X_train, X_test, y_train, y_test = train_test_split(
    X, y, test_size=.3, random_state=95276
)

[3]:

# normalize and encode
from sklearn.preprocessing import OneHotEncoder, StandardScaler
import pickle

with open('data/category_list', 'rb') as file:
    cat_cols = pickle.load(file)

# numeric columns
num_cols = [col for col in X_train.columns if col not in cat_cols]
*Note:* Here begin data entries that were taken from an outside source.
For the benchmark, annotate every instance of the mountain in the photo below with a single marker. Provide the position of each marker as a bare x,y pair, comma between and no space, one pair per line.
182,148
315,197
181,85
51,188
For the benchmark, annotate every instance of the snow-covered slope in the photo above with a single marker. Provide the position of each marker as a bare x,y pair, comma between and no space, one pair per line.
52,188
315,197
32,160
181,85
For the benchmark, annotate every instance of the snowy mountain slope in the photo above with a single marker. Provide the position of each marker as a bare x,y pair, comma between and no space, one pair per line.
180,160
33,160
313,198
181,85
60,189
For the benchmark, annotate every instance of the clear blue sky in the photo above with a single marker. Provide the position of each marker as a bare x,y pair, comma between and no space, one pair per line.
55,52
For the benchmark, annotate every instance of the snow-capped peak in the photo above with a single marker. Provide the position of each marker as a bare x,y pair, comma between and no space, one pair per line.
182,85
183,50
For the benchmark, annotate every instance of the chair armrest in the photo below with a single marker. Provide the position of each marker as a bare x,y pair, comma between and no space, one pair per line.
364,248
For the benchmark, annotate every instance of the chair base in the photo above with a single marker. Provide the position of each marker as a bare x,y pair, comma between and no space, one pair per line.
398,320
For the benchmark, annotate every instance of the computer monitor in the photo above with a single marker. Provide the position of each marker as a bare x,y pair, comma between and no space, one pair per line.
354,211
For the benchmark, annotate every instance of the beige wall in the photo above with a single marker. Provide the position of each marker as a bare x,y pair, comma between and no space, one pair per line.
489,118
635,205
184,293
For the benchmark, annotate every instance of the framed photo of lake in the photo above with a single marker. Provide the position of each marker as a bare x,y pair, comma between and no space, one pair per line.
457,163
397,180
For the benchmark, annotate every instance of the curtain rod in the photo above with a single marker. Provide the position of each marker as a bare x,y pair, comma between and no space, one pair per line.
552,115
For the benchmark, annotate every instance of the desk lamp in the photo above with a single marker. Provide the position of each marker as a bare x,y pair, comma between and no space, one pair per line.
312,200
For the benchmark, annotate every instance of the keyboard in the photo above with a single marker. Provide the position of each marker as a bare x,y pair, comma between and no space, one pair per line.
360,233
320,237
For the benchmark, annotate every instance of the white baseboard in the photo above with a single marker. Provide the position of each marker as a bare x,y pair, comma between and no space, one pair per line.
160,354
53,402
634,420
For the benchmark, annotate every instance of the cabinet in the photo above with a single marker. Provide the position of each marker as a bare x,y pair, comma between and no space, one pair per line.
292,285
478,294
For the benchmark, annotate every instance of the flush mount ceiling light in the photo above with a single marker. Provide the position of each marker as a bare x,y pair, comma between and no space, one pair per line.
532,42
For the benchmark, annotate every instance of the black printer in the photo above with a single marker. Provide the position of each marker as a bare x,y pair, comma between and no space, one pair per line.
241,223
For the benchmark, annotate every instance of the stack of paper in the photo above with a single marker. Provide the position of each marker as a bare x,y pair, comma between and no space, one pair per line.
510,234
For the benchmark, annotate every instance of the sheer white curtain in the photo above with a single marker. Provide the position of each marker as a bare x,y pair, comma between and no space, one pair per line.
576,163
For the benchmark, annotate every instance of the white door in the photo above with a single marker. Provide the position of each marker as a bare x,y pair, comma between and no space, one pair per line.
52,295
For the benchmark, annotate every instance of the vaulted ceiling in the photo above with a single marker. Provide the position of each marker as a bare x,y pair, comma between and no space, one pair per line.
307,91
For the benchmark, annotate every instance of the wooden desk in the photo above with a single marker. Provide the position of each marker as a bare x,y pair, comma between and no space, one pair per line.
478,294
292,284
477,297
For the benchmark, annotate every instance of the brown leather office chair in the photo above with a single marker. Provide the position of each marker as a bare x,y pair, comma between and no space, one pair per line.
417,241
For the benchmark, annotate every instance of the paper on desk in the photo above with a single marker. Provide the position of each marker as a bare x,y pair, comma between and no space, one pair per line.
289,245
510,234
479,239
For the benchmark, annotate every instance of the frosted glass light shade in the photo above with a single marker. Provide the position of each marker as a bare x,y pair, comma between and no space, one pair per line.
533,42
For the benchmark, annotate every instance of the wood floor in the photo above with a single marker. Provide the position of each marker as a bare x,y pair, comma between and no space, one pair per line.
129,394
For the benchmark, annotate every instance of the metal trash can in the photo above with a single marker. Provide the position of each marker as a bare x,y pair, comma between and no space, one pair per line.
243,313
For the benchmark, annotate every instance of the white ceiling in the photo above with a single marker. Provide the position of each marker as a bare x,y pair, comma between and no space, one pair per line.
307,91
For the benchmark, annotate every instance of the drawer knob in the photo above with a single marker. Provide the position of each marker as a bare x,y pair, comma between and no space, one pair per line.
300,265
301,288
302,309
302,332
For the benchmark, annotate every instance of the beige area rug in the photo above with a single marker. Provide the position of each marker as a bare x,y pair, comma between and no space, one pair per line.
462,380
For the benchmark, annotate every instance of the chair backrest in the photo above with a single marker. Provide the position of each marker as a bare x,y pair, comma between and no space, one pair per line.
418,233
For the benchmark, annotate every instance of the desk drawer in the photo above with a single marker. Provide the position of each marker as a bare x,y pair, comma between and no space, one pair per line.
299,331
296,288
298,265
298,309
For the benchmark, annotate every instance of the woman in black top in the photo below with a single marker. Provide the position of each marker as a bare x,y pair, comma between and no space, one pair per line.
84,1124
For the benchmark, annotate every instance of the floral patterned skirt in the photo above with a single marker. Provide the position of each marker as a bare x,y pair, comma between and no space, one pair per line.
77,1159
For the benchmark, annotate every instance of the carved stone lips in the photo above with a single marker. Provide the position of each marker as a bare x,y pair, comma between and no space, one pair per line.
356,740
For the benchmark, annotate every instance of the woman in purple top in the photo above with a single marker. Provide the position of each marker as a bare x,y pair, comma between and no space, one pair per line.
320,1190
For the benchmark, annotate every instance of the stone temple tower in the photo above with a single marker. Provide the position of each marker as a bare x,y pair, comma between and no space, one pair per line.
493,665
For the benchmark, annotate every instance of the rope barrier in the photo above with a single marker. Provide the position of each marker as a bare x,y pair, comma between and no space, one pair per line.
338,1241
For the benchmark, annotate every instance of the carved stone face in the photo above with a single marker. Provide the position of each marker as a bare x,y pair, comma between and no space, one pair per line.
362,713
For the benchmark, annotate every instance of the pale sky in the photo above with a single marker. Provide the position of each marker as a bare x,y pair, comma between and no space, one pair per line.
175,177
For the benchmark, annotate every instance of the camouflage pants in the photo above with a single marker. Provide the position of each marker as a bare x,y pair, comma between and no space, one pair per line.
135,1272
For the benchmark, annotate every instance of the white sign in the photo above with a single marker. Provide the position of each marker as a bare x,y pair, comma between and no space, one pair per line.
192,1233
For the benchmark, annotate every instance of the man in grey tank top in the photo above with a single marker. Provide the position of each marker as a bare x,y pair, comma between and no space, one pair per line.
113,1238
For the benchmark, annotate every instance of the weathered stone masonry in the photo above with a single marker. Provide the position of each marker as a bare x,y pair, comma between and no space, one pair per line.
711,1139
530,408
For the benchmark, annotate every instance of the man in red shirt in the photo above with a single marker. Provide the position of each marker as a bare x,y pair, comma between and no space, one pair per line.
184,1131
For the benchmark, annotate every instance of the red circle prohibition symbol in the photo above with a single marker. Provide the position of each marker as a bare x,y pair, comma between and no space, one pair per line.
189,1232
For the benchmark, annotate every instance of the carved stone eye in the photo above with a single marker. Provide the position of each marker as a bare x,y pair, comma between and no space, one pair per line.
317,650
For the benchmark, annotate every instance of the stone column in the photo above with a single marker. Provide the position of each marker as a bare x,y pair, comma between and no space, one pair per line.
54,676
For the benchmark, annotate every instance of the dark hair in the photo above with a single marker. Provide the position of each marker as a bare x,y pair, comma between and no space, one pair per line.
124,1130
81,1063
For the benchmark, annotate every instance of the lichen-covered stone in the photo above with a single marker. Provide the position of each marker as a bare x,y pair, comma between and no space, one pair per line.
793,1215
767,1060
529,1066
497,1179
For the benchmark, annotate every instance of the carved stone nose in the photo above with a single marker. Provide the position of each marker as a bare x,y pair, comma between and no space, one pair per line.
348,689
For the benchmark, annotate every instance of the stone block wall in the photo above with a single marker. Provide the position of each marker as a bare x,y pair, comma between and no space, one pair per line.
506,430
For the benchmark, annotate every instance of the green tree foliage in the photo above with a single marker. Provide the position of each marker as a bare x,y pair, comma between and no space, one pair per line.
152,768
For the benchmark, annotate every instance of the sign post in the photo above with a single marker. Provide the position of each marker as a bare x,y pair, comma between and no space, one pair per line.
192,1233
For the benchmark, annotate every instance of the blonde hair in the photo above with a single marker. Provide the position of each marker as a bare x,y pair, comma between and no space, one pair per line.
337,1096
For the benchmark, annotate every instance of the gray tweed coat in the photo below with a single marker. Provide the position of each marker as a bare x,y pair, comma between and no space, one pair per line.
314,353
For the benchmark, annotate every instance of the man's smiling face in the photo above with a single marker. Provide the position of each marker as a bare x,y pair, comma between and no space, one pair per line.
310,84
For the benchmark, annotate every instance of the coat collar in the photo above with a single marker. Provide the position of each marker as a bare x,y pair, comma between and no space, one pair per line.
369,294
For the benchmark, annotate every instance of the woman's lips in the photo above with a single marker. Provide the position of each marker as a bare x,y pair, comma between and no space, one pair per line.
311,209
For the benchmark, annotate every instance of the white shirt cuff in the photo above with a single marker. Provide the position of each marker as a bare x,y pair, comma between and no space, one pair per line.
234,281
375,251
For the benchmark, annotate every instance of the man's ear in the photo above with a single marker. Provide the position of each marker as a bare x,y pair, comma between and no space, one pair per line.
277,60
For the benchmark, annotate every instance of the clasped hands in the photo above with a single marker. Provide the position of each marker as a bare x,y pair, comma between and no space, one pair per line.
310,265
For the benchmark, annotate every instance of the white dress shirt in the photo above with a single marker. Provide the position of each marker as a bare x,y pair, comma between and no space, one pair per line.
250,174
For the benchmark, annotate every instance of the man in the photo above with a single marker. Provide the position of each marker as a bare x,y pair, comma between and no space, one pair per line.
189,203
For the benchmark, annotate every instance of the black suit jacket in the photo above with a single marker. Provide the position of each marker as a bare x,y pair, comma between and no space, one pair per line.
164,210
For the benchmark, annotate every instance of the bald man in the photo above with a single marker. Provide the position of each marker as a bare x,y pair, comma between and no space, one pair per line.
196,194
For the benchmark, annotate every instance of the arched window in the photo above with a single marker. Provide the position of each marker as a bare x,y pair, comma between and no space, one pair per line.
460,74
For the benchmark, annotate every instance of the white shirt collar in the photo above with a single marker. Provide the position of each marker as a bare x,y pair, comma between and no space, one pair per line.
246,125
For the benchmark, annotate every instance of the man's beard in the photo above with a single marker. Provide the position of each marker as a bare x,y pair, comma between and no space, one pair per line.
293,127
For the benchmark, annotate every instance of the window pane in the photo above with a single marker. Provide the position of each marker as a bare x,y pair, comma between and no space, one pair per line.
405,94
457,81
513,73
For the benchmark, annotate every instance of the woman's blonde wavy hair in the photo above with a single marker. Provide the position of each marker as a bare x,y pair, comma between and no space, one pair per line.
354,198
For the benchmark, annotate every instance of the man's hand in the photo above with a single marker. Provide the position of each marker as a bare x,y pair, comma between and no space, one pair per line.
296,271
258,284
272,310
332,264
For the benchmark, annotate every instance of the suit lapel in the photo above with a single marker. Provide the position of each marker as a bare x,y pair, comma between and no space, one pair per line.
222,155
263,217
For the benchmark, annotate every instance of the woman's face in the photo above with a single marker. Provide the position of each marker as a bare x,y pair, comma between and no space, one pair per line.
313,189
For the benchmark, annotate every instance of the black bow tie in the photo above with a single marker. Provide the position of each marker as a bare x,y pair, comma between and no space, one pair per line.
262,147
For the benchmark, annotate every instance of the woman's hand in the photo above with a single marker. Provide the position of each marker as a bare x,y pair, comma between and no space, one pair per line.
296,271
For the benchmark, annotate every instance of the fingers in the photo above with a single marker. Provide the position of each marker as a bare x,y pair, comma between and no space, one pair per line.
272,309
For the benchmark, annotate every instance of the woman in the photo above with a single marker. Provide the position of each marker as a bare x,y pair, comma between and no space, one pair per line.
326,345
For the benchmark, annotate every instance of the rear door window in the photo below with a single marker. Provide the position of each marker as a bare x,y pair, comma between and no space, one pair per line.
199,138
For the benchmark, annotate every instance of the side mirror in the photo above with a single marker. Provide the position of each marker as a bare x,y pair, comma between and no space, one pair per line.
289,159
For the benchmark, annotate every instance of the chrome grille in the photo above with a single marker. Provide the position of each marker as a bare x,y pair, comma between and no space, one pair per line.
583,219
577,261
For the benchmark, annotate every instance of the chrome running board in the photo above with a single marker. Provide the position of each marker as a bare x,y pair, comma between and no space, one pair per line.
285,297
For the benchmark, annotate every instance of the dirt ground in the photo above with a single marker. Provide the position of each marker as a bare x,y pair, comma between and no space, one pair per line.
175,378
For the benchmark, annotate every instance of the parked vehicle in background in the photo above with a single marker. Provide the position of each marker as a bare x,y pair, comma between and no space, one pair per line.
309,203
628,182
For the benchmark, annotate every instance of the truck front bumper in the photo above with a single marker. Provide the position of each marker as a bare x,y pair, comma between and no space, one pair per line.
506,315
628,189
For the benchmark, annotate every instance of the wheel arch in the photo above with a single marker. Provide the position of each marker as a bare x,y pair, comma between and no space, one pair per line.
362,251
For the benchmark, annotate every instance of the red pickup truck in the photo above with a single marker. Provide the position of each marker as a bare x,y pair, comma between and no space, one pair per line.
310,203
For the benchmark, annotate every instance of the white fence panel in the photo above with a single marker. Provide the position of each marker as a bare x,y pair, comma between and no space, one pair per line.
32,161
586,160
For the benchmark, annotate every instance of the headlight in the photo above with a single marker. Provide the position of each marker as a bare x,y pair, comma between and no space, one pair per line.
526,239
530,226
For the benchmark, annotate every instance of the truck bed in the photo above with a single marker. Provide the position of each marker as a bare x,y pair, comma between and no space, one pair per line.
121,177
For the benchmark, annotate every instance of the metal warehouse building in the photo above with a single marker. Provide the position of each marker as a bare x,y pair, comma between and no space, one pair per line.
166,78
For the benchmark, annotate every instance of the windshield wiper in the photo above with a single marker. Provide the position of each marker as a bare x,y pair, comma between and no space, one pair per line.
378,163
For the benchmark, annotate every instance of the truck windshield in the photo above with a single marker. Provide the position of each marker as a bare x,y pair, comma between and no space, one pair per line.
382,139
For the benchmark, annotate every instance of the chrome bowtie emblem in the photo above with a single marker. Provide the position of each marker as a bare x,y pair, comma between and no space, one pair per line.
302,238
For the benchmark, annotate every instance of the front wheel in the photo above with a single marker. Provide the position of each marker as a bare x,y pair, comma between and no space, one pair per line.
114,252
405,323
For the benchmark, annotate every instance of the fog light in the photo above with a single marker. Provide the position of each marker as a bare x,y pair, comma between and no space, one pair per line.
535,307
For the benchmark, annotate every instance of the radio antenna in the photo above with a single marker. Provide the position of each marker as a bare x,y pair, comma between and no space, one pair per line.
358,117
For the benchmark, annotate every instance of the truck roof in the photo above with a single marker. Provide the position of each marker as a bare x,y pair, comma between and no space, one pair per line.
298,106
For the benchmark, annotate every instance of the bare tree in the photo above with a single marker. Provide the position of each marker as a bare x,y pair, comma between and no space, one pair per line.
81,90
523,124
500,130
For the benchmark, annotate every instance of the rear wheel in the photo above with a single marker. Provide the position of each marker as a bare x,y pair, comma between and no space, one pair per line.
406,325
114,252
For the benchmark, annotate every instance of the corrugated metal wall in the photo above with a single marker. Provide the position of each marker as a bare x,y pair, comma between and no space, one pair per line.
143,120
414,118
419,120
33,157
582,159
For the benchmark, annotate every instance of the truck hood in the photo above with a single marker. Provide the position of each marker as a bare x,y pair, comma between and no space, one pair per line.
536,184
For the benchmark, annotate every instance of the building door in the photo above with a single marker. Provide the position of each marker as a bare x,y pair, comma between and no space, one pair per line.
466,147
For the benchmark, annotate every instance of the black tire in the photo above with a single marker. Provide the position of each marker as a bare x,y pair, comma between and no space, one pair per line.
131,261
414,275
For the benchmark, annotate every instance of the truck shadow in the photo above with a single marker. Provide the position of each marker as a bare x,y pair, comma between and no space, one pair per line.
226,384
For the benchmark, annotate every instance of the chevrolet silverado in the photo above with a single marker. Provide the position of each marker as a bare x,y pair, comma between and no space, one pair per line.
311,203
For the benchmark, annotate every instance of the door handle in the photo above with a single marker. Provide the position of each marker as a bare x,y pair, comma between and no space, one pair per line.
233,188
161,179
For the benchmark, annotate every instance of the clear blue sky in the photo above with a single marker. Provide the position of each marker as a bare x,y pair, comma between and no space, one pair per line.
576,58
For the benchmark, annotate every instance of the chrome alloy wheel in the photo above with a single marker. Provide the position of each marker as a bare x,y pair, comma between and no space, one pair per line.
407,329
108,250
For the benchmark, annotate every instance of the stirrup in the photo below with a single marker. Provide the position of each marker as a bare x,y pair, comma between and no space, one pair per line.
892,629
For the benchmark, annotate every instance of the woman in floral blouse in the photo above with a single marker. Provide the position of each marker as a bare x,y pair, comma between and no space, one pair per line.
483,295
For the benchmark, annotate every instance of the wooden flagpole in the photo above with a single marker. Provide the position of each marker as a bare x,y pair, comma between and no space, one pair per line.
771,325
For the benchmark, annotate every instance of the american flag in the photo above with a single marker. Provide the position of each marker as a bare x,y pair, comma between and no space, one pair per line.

# normalize numeric features
scaler = StandardScaler()
num_scaled = scaler.fit_transform(X_train[num_cols])

# encode categories
encoder = OneHotEncoder(sparse=False)
cat_encoded = encoder.fit_transform(X_train[cat_cols])

# all together
X_train_proc = np.concatenate([cat_encoded, num_scaled] ,axis=1)

[4]:

# apply transformations on test set
num_scaled = scaler.transform(X_test[num_cols])

# encode categories
cat_encoded = encoder.transform(X_test[cat_cols])

# all together
X_test_proc = np.concatenate([cat_encoded, num_scaled] ,axis=1)
X_test_proc.shape

[4]:

(3000, 73)

Hyper-parameter tuning and Cross Validation¶

It is important to note that we are going to use the gridsearchCV method, so we can iterate over a series of hyper-parameters for each model in order to find the best combination of them through cross validation.

Decision Tree Regressor¶

Lets start trying a simple sklearn decision tree regression model.

[5]:

%load_ext autoreload
%autoreload 2

import aux_functions as aux

[6]:

from sklearn.tree import DecisionTreeRegressor

model = DecisionTreeRegressor(random_state=95276)

grid_params = {
    'min_samples_split': [2, 5],
    'min_samples_leaf': [2, 5],
    'max_depth': [20, 25, 30]
}
name = 'Decision tree'
data = (X_train_proc, y_train, X_test_proc, y_test)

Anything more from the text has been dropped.